Each year the strategy selects the top 30 stocks in the list and holds them for the next 12 months, whereupon it rebalances and selects the top 30 stock from the new list.
So the strategy works on the basic principles that we select the most efficient companies with the cheapest relative valuations – so far so sensible.
What Went Wrong
One of the key problems with publishing the inner workings of a strategy is that the anomaly that you have discovered stops working.
Sometimes this is because it stops being an anomaly and becomes the default behavior for stocks, often because investors pile in and begin to buy and sell the same stocks at the same time.
2009 also saw a big change in the macroeconomic landscape – an abrupt change in sentiment during the financial crisis saw a whole series of historically profitable trading strategies become obsolete. The “death” (read underperformance) of value strategies in the last 6-7 years is a well-documented phenomenon on SeekingAlpha that the Magic Formula has fallen prey to as well.
Lastly, access to data and investor education has seen the more simplistic strategies relegated to the substitutes bench. It is not rocket science to state that efficient companies that are cheap will do well in the future, and we can identify candidate companies at the press of a button with the latest technologies.
So, can we evolve the Magic Formula to give it back some sparkle?
A New, Improved Magic Formula
Well, yes – sort of. I’ve made four changes to the Magic Formula to improve returns:
- Drop the number of stocks bought each year from 30 to 20. This focuses the strategy on the most efficient and cheapest stocks.
- Rebalance more frequently. A lot can happen in a year – switching to rebalancing monthly allows stocks with poor results to be swapped with better candidates.
- Require stocks to have a Piotroski F Score of 6 or greater.

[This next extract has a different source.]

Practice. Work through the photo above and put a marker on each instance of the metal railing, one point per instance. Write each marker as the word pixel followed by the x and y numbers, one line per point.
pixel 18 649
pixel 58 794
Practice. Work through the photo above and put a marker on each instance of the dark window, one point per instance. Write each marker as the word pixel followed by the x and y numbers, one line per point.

The Piotroski Score is a value of 0 to 9 that assesses the quality of a company’s results.
- Add a third ranking factor, Dividend Yield. I often find you can use the fact a company pays a dividend as the sign of a healthy balance sheet, and quality dividend stocks have been in great demand over the last few years.

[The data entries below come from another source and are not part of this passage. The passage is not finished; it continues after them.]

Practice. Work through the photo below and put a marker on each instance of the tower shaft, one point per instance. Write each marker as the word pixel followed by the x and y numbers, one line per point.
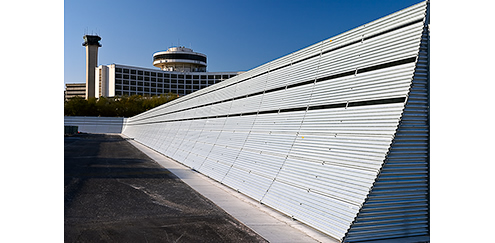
pixel 91 42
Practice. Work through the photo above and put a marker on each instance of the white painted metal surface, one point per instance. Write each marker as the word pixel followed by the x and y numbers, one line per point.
pixel 318 133
pixel 94 124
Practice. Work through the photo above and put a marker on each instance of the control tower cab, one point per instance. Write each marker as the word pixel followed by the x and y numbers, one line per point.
pixel 180 59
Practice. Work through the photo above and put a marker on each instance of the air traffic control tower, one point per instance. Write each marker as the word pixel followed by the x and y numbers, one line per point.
pixel 91 42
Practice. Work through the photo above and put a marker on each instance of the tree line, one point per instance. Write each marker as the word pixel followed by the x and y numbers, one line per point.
pixel 118 106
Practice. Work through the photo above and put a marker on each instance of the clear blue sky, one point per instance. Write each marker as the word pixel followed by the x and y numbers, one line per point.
pixel 235 35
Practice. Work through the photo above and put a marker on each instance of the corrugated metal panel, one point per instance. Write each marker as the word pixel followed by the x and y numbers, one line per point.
pixel 94 124
pixel 308 133
pixel 398 204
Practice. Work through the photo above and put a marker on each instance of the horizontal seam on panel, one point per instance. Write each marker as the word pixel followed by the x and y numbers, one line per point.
pixel 317 107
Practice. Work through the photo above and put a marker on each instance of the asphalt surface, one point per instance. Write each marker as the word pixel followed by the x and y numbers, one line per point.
pixel 115 193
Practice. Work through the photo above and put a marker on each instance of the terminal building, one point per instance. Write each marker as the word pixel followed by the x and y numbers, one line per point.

These new factors result in an improved set of results:
The average return throughout the 13-year backtest period was 10.5%, significantly better than the Greenblatt’s original version.
Greenblatt’s Magic Formula has shown poor returns since its release in 2005, partly because of a changing investment landscape and partly through the physical act of publication.

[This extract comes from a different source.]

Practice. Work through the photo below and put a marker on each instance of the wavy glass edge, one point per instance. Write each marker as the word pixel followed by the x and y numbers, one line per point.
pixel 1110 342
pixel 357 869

While you can evolve the basic concept to improve returns, I’ve documented other slightly more complex mechanical strategies here that have performed significantly better over the periods discussed here).
What this research does highlight is that strategies of all types, mechanical or other, do stop working, sometimes because of a change to the investing world and sometimes due to the strategy becoming a crowded place to trade in.